# Ugly Ice



## njsimonson (Sep 24, 2002)

Anyone seen any horrible-looking ice?

I was in Detroit Lakes checking on the cabin and about 20 yards out from shore was a 15-20 yard stretch of nothing but refrozen chunk ice. I don't think I'll walk out there anytime soon, it was looking nasty from all those days before freeze with the 30 mph winds. :eyeroll:

Be careful out there!


----------



## canadianmoose (Jul 30, 2006)

the big lake by my place froze last night, but it was snowing which pretty much made for slush ice, but got another month before the season opens out there so plenty of time to build good ice.


----------



## Bauer (Sep 29, 2005)

west end of audabon near totten trail has some really bad chunk ice.
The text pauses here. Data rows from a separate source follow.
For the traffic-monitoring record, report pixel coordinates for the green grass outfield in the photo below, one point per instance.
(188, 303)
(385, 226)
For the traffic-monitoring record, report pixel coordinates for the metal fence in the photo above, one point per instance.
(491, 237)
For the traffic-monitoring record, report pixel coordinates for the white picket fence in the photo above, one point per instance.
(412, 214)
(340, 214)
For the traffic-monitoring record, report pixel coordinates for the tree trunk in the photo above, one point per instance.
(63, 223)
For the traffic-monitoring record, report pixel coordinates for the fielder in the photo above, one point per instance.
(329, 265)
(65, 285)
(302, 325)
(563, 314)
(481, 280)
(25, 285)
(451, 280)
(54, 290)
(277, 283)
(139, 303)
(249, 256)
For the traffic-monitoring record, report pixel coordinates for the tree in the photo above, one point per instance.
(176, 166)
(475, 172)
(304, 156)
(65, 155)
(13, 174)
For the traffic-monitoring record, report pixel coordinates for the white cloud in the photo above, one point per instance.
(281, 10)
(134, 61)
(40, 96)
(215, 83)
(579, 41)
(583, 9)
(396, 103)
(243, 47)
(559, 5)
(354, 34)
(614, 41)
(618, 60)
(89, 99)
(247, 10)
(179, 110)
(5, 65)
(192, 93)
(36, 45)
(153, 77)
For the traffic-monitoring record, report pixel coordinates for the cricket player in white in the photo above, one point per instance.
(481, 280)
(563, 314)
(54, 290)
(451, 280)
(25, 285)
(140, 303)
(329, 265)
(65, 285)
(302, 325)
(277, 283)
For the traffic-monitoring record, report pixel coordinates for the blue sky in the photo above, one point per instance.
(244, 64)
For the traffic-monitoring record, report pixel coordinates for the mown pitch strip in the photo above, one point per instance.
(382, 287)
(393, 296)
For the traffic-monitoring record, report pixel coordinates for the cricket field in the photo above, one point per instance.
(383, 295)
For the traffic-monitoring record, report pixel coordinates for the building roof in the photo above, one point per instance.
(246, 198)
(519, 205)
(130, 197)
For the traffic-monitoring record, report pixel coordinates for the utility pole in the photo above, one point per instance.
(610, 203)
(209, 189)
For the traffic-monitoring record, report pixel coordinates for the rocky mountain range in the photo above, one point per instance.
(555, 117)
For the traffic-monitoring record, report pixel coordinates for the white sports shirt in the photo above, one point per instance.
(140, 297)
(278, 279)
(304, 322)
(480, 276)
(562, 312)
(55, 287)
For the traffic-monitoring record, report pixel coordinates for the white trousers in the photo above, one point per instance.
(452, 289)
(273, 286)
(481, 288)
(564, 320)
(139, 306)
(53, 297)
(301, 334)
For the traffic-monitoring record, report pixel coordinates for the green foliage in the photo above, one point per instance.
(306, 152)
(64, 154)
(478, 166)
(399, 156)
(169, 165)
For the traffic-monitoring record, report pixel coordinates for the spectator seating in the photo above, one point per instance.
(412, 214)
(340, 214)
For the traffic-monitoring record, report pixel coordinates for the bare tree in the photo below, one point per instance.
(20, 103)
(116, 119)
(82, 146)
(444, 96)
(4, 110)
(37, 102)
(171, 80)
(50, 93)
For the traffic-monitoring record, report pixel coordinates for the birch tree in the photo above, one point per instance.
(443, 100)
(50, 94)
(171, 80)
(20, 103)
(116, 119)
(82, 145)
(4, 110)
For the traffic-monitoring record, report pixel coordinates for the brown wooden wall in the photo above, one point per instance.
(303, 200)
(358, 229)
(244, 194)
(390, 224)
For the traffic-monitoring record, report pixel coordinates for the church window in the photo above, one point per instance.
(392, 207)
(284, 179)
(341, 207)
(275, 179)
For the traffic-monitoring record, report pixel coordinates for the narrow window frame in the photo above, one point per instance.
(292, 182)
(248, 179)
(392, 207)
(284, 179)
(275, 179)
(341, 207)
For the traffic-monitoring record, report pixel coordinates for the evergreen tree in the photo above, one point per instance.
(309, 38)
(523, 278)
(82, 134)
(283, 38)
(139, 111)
Froze then thawed about 50%. The wind blew it around and nastified it. Refrozen now, but not lookin pretty.


----------



## upnorth (Oct 14, 2006)

A solid 6 inches of ice on the red in manitoba...


----------



## njsimonson (Sep 24, 2002)

There's some ugly stuff out on Ashtabula too. Chunky and refrozen near the early-access areas. The "good stuff" we were on last night was 8" or so. No bites, no fish.

The curse begins anew!


----------



## drjongy (Oct 13, 2003)

Now'd the new FL-20 work, Nick. You had the 8 before, right? What do you think about the zoom, pretty nice, eh?


----------



## njsimonson (Sep 24, 2002)

Yup, like watchin HDTV. Nice an clear crisp target seperation, gain and everything else. Pretty solid all around. I like it a lot!


----------



## jpm49878 (Oct 29, 2006)

I like in rapid river mich, and I know since the bad wind we had, the ice has turned to crap. lets try this again.


----------